Turning research into a warning system
There’s wide agreement that wearables can produce useful data. But turning it into early-warning systems brings a whole different set of challenges.
Not least among them is privacy. To participate in the research, I had to agree to near constant monitoring of my body. The Oura ring records my heart rate and temperature in one-second increments.
The next step will be for researchers to conduct trials where they pass real-time warnings back to study participants based on their own data. None have done that yet, because they’re limited by academic research rules. Snyder is seeking approval from Stanford in the next few weeks to begin providing feedback to a small set of participants. Smarr said the UCSF study could reach that point as soon as the fall.
Taking those systems to millions of people might require permission from the FDA, which regulates medical diagnostics.
It’s a gray zone. The question is: Would an app be making a lifestyle suggestion (“you seem off today”) or offering a coronavirus test? Making people think they’re fine could be disastrous if they make decisions about exposure based on a bad diagnosis.
Wearable tech currently negotiates that space with lots of disclaimers. Oura goes further than most in giving users advice about how their bodies are faring from day to day. It turns heart rate, sleep, activity and other data into a daily “readiness” score that suggests how much activity or rest you might need to optimize the day ahead.
For at least one Oura user, that score alone turned out to be a valuable coronavirus warning.
In early March, Finnish entrepreneur Petri Hollmén had been traveling, including to areas of Europe that were coronavirus hot spots. But he was feeling fine. Then one morning, he opened his Oura app and saw that it gave him a readiness score of 54, far below his typical 80 to 90. The app said it had noticed a 1-degree Celsius — or 1.8-degrees Fahrenheit — increase in his temperature.
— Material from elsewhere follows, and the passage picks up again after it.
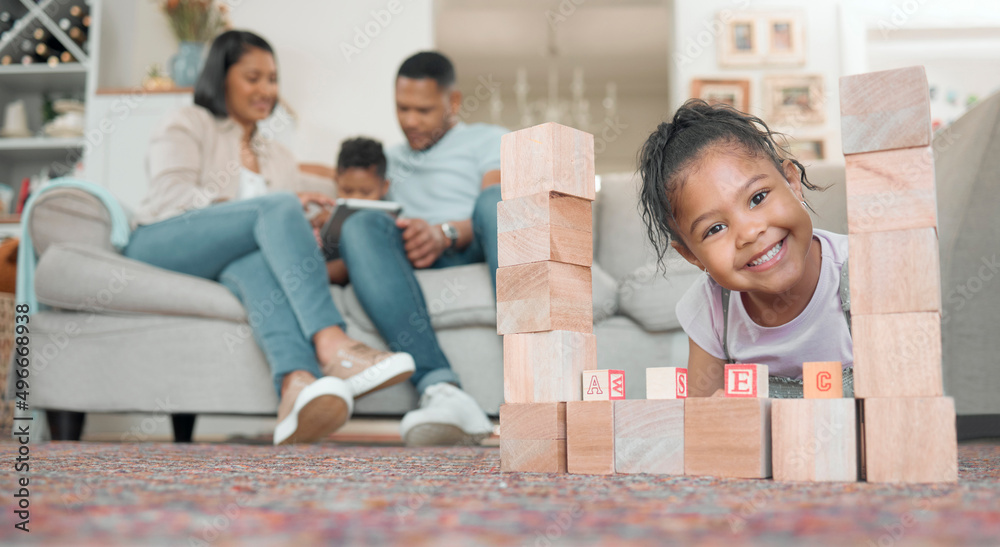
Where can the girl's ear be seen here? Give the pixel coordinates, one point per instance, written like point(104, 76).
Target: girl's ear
point(793, 177)
point(687, 254)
So even though he had no symptoms, Hollmén went for a coronavirus test — and, sure enough, tested positive. “I didn’t feel ill,” he told me. But because of the diagnosis, he and his family members isolated at home until the infection passed.
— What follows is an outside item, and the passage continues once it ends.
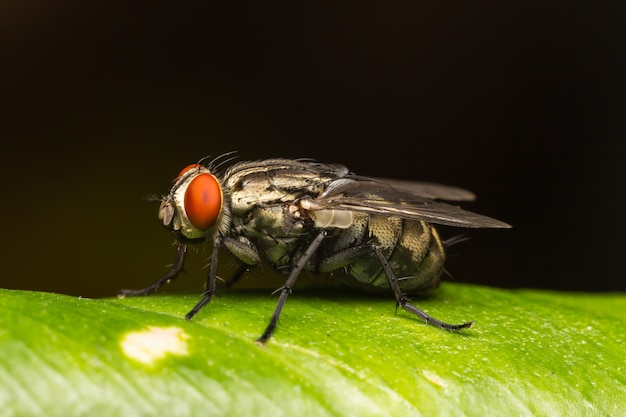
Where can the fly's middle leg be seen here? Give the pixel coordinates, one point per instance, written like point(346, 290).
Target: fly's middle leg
point(285, 290)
His experience, which partly inspired the UCSF study, is a reminder of one more critical piece to any early-warning tech: We have to be able to do something with the information.
“It has to be paired with action like staying home and access to diagnostic tests to reduce false positives,” said Jennifer Radin, who is leading the Scripps study. “There are, of course, many other reasons why your resting heart rate can go up, like if you’re stressed or you change your exercise program.”